Emissioni CO2Negli ultimi tre mesi abbiamo assistito ad un brusco calo del prezzo del barile di petrolio, passato dai 147 dollari di luglio ai circa 60 attuali. Se da una parte, come è ovvio che sia, a gongolare sono soprattutto gli automobilisti e il comparto produttivo greggio-dipendente, a farne le spese è invece il futuro della diffusione delle energie rinnovabili.

Sembrerebbe la scoperta dell’acqua calda, fatto sta che questo argomento è stato trattato con una certa preoccupazione da Angus Mc Crone, caporedattore di un servizio di informazione londinese che si occupa nel particolare di energie rinnovabili e tecnologie eco-sostenibili. A soffrire questa situazione, puntualizza l’esperto, sarebbe sopratutto il mercato europeo ETS, ovvero la piattaforma che permette lo scambio di quote di CO2.
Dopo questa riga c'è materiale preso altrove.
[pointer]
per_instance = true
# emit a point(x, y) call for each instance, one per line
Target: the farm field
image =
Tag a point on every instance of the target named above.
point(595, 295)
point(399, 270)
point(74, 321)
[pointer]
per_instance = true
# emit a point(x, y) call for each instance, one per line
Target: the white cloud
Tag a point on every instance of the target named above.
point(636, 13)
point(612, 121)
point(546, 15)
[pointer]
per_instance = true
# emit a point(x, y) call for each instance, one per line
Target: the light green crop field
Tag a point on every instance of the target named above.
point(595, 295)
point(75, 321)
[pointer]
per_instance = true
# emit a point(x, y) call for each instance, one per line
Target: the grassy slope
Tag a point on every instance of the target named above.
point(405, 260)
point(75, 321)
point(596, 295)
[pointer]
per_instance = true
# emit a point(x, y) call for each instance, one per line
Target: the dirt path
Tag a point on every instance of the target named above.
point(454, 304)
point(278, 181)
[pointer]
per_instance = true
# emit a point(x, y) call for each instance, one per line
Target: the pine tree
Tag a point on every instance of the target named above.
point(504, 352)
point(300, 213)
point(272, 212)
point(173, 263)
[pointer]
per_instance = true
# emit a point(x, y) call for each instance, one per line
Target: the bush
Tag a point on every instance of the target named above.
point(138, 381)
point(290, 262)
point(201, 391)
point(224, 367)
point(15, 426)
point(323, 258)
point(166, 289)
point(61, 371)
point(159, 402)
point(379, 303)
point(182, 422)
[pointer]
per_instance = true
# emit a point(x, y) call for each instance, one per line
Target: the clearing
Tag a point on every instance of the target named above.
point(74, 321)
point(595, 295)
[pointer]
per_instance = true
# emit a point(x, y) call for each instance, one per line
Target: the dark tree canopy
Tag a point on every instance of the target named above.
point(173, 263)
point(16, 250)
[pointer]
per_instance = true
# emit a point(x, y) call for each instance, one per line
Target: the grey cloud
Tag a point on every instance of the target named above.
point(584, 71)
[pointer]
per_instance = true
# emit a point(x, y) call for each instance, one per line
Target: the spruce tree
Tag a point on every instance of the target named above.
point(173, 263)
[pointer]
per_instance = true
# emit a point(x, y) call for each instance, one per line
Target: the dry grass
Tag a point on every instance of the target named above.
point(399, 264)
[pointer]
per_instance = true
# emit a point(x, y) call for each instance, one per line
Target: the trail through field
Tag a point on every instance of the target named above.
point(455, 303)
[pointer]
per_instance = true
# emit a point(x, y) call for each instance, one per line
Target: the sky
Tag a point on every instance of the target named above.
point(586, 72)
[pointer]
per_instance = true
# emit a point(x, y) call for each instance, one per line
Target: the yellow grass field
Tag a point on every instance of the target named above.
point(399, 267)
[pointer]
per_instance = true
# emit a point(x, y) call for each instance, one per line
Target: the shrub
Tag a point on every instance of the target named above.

Il motivo per cui si potrebbe verificare una frenata al passaggio alle rinnovabili è che una quota di CO2 viene attualmente scambiata a soli 19 euro mentre, secondo la maggior parte degli esperti di economia del settore, solo un prezzo minimo di 25 euro potrebbe rivelarsi efficace per il sistema. Infatti dei prezzi troppo bassi stimolerebbero più ad acquistare permessi di emissione che non investire in tecnologie pulite.

In questa situazione saranno pertanto interessanti le politiche in innovazione tecnologica pulita che i diversi Stati della Comunità Europea saranno capaci di proporre. Saprà l’Italia farsi valere in questo senso? I segnali al momento non sembrano indicare scenari positivi.

Purtroppo il nostro Paese, oltre alle poco brillanti performance in sede di Comunità Europea in tema di “Pacchetto Clima”, è anche in grave ritardo per quel che riguarda l’uscita dei decreti attuativi della Finanziaria 2008 per l’incentivazione a tutte le energie rinnovabili.